Easy reprex for ergm with protected data: the trace function - statnet/computing GitHub Wiki

To debug someone else's ergm analysis, we often need access to the data they are using, as well as the script. A very neat way to bundle all of this up is the trace() function. Looking at the documentation for this function, I honestly don't know how Pavel figured out it could be used for this purpose. So here is an example from a model we just debugged:

trace(ergm, quote(save(list=ls(), file="ergm_dump.rda")))

ego_inst <- rm_nas(all_ego_data$inst)
ego_wt_i <- dplyr::left_join(ego_inst$egos, WAwt, by = "ego.id")
ego_inst$egoWt <- ego_wt_i$weight

model_inst <- ego_inst ~ edges + 
  nodefactor("deg.main", levels = I(0)) +
  nodefactor("deg.casl", levels = I(0)) +
  nodefactor("risk.grp", levels = -5) +
  nodefactor("race", levels = -3) + 
  nodefactor("region", levels = -2) +
  nodematch("race", diff=TRUE) +
  absdiff("sqrt.age") +
  offset(nodematch("role.class", diff = TRUE, levels = 1:2))

inst_fit <- ergm.ego(model_inst,
                     offset.coef = rep(-Inf, 2),
                     control = control.ergm.ego(ppopsize=ppop))

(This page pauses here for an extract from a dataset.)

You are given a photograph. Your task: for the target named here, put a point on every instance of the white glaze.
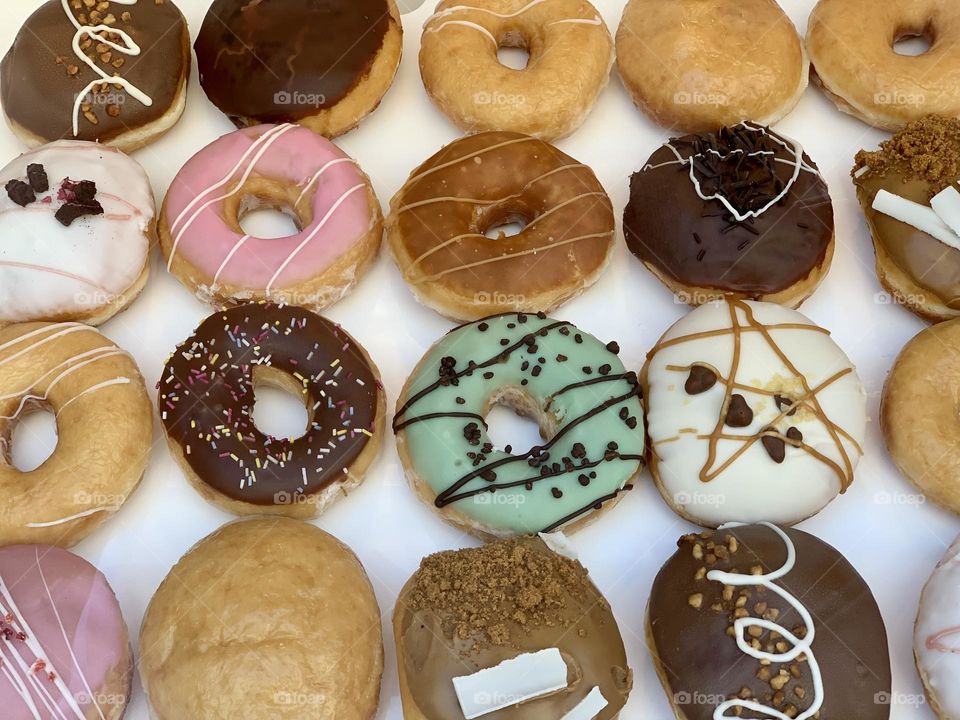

The trace function will quietly let you know it's working:

> trace(ergm, quote(save(list=ls(), file="ergm_dump.rda")))
Tracing function "ergm" in package "ergm"
[1] "ergm"
...
> inst_fit <- ergm.ego(model_inst,
+                      offset.coef = rep(-Inf, 2),
+                      control = control.ergm.ego(ppopsize=ppop)
+                      )
Constructing pseudopopulation network.
Note: Constructed network has size 14410, different from requested 15000. Estimation should not be meaningfully affected.
Tracing ergm(ergm.formula, target.stats = m, offset.coef = ergm.offset.coef,  .... on entry

The code generates an Rdata file (ergm_dump.rda) that contains everything needed to reproduce the fit (which failed). Used in this way, you don't need to turn the trace function off, it creates the file and it's done. If you re-run the script, it will over-write the file.

The network data, which in this case originates with the restricted ARTnet dataset, is included in the rda file, not as the original data, but instead as the initialized empty network object of size ppopsize, with the appropriate nodal attributes. This is great, because this empty network is shareable, while the original data are not. The target stats contain the edge info needed for estimation. And where is this network? It is attached to the environment of the formula (as Pavel puts it, "formulas are devious").

> load("ergm_dump.rda")
> ls()
 [1] "constraints"     "control"         "estimate"       
 [4] "eval.loglik"     "formula"         "obs.constraints"
 [7] "offset.coef"     "reference"       "response"       
[10] "target.stats"    "verbose"        
> ls(environment(formula))
[1] "popnw"
> environment(formula)$popnw
 Network attributes:
  vertices = 14410 
  directed = FALSE 
  hyper = FALSE 
  loops = FALSE 
  multiple = FALSE 
  bipartite = FALSE 
  total edges= 0 
    missing edges= 0 
    non-missing edges= 0 

 Vertex attribute names: 
    .ego.ind age.grp deg.casl deg.main deg.tot diag.status ego.id race rate.oo.part region risk.grp role.class sqrt.age vertex.names 

No edge attributes

The rda object is quite small (for a network of size 14K, the rda file is < 200KB), and it can be zipped and attached to a GitHub issue, as it is here.

This is just great!